And finally, step S3: and extracting the information of the occupational development planning candidate, mapping the information of the occupational development planning candidate to a high-dimensional vector according to a graph neural network of a knowledge graph, inputting the information into the occupational development planning model, and outputting an occupational development path and a target with a background experience similar to that of the occupational development planning candidate. The professional development planning model automatically analyzes and fuses professional experiences of a plurality of massive candidate talents, and outputs professional development paths and targets with background experiences most similar to those of the professional development planning candidates. And outputting the professional development path and a professional development planning report with a preset format.
When the occupational development planning prediction is carried out by applying the neural network of the diagram and the occupational development planning model, the flow steps are as follows, wherein the occupational development planning prediction flow diagram is shown in fig. 2.
Firstly, inputting all information of candidates for planning professional development, including past histories and expected position information, and comparing the information formats obtained in the step with various formats, wherein the technologies of resume analysis, OCR (optical character recognition), named entity recognition and the like applied in construction of a knowledge graph are used.
And further, mapping the information of the candidate for professional development planning into a high-dimensional vector by combining a diagram neural network embedding scheme of a latest knowledge graph, inputting the information into a professional development planning model of a multi-layer neural network of fine-tune to predict the latest professional planning of the candidate, and automatically analyzing and fusing a plurality of candidate professional experience output background experiences to output professional development paths which are most similar to the candidate for the candidate to refer to.
After the professional development planning model outputs a plurality of target tasks, a more complex fusion model integrating expert knowledge and natural language processing is needed, and information of a plurality of target characters is aggregated and used as a final professional planning. And outputting the result as a professional development planning report, and summarizing the information of the related academic calendar, skills, abilities, professions and the like, wherein the information comprises the required time, the learned skills and the direction to which the next work is to be searched for more appropriately. More particularly, a career development path is given in the database that most closely resembles the candidate's context, wherein the career development path may be real or abstract for reference by the candidate. Moreover, the dynamics of the candidate can be tracked in real time, and the suggested professional development plan can be correspondingly adjusted along with the professional development change of the candidate. The final suggestion part in the career planning outputs as shown in fig. 4, fig. 4 is a radar map example of a certain career planning in a certain industry, which contains a plurality of indexes, a polygon 1 in the radar map is a result to be achieved, and a middle deep line 2 is the current state of a certain career development planning candidate, so that the difference between the career development planning candidate and a target result can be well shown through the radar map, a comprehensive analysis result can be provided for the career development planning candidate, the candidate can be helped to pertinently fill up corresponding short boards, and the target state can be quickly reached.
In conclusion, the talent dynamic knowledge map constructed by the mass data can provide career planning data which are most timely and effective for the candidates for career development planning, the industry development dynamics can be rapidly mastered, and the candidates can clearly know the direction and the mode of the labor force of the candidates through the career benchmarks. It may be specific to which skills (including professional skills and soft skills) need to be mastered at what point in time, which type of company is more suitable for itself, what level the company can reach according to the existing planning, and so on.

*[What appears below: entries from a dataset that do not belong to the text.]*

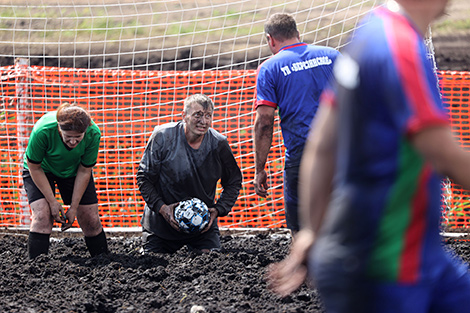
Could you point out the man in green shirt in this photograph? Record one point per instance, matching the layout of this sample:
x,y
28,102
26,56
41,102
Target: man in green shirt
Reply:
x,y
62,150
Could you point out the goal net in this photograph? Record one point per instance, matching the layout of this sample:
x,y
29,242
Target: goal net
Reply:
x,y
131,63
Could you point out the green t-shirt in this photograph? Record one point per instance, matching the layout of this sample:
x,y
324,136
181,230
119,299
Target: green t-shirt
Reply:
x,y
46,147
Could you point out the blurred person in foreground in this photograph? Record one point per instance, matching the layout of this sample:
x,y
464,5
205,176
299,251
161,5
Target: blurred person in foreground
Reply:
x,y
62,150
292,81
371,178
185,160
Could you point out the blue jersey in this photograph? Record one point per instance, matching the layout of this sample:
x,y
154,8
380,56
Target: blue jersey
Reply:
x,y
293,80
386,205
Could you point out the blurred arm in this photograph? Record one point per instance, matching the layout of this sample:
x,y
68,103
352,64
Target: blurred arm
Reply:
x,y
264,124
439,147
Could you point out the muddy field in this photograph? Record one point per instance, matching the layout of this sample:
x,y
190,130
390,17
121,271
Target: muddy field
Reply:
x,y
68,280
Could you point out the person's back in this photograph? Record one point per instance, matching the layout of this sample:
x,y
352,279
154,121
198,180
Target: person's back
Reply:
x,y
293,80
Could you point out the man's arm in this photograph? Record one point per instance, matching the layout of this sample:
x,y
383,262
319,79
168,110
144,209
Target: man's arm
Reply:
x,y
231,180
80,185
40,180
147,175
264,124
439,147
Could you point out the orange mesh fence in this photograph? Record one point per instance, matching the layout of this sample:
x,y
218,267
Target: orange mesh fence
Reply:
x,y
455,90
127,105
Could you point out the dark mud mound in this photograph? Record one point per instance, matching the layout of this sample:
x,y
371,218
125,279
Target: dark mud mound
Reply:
x,y
68,280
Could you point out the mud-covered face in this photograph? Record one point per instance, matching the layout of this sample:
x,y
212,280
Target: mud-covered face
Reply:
x,y
71,137
197,120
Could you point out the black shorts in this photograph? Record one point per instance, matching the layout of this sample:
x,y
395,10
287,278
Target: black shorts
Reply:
x,y
65,186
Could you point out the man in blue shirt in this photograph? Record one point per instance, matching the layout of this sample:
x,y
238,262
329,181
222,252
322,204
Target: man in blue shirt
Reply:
x,y
292,80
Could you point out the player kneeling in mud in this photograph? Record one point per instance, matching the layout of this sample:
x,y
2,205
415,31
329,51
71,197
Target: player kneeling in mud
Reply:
x,y
62,150
185,160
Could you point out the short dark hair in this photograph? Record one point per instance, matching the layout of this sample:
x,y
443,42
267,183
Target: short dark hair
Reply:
x,y
281,26
70,116
198,98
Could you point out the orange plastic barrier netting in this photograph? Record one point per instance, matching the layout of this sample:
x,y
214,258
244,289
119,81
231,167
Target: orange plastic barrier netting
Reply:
x,y
127,105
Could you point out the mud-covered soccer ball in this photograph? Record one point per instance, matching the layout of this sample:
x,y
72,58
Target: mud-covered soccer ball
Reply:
x,y
192,215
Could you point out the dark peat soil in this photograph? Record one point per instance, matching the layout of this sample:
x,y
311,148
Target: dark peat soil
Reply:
x,y
233,280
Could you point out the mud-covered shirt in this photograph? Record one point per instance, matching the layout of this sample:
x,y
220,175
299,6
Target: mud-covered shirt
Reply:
x,y
171,171
293,80
47,148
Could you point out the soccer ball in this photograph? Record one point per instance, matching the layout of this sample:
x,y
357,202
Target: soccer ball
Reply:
x,y
192,215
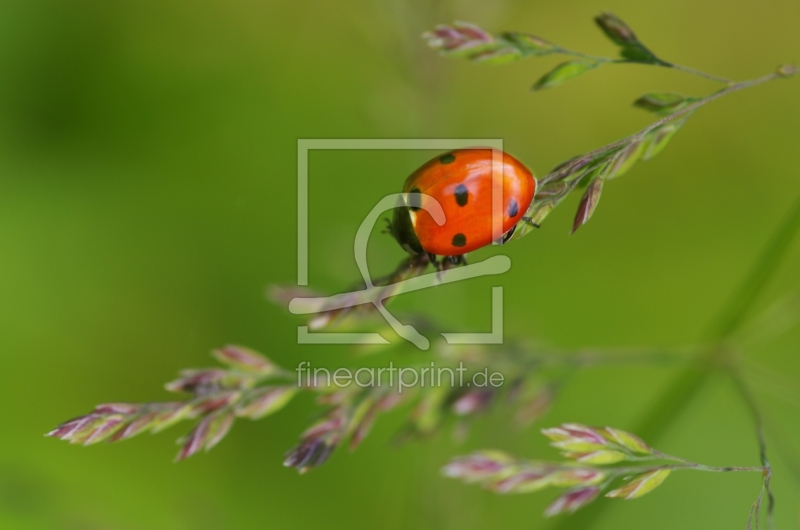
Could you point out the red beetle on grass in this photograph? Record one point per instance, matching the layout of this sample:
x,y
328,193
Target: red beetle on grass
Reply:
x,y
461,181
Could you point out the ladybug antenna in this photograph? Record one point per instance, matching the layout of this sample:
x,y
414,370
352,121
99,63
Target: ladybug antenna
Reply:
x,y
388,229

Therefore, after a time sequence knowledge graph supported by massive resumes is provided, all information of a candidate for career development planning is mapped into a high-dimensional vector by combining a time sequence neural network embedding scheme of a latest knowledge graph, the vector comprises all information (companies, schools and other candidates) in the graph, the information is input into a trained neural network to predict the latest career planning of the candidate, and information of related academic histories, skills, capabilities, industries and the like which are required to be provided is summarized, wherein the information comprises the required time, the learned skills and the direction in which the next work is more suitable to find, and more particularly, a career development path (which may be real or abstracted) of a career staff in a database and the most similar to the background of the candidate is provided for the candidate to refer. Moreover, the dynamics of the candidate can be tracked in real time, and the suggested professional development plan can be correspondingly adjusted along with the professional development change of the candidate; namely, the information change of the candidate for vocational development planning can be monitored in real time, and the step S3 is repeated.
In short, this scheme can be summarized in two stages:
1. a knowledge graph construction stage: massive information (resumes, public information and user information) is collected, analyzed and extracted, nodes and relations are enriched, a knowledge graph is constructed, and updating is carried out at irregular time;
2. and (3) vocational planning stage: giving candidate information, entering nodes where the candidates are located into high-dimensional vectors through a neural network of the graph, inputting the high-dimensional vectors into a trained neural network model to predict other multiple candidates which are possibly close to the candidates in the future, automatically analyzing and fusing information such as current professional experiences, skills and the like of the multiple candidates, and taking the information as professional development paths and targets of the given candidates.
Therefore, the invention of the embodiment aims to excavate a corresponding career development path for each candidate in a time-series knowledge graph with massive information. The career planning problem is very complex, the current work has a lot of crossovers, and the transition between careers needs more data and technical support, so that a complete time sequence dynamic knowledge graph needs to be constructed by combining various factors and the historical information of the current candidate; the knowledge graph may contain information about each candidate, such as educational background, choice of work experience, city change, interview experience and evaluation, etc., as well as company information, including the size, nature, industry, etc., of the company, information about the position of the company, information about the institution, etc. As the knowledge graph can lead entities and the relationship among the entities to be changed continuously along with the time lapse and the occupational transition of the candidates or the development change of the era, in order to acquire knowledge comprehensively, a dynamic knowledge graph is built, time dimension is added into knowledge graph data, and the variation and trend of the career of the candidates with different backgrounds along with the time are analyzed by utilizing a time sequence analysis technology and a graph neural network technology, so that the suggestion of key career planning is summarized for the candidates to refer.
Compared with the traditional professional development planning scheme based on expert knowledge, the method considers more information dimensions, more comprehensive information and more objective market analysis results, and is faster and more personalized. A single expert experience-based scheme is often not objective enough, and different experts have different hunting directions, so that a very comprehensive scheme cannot be given.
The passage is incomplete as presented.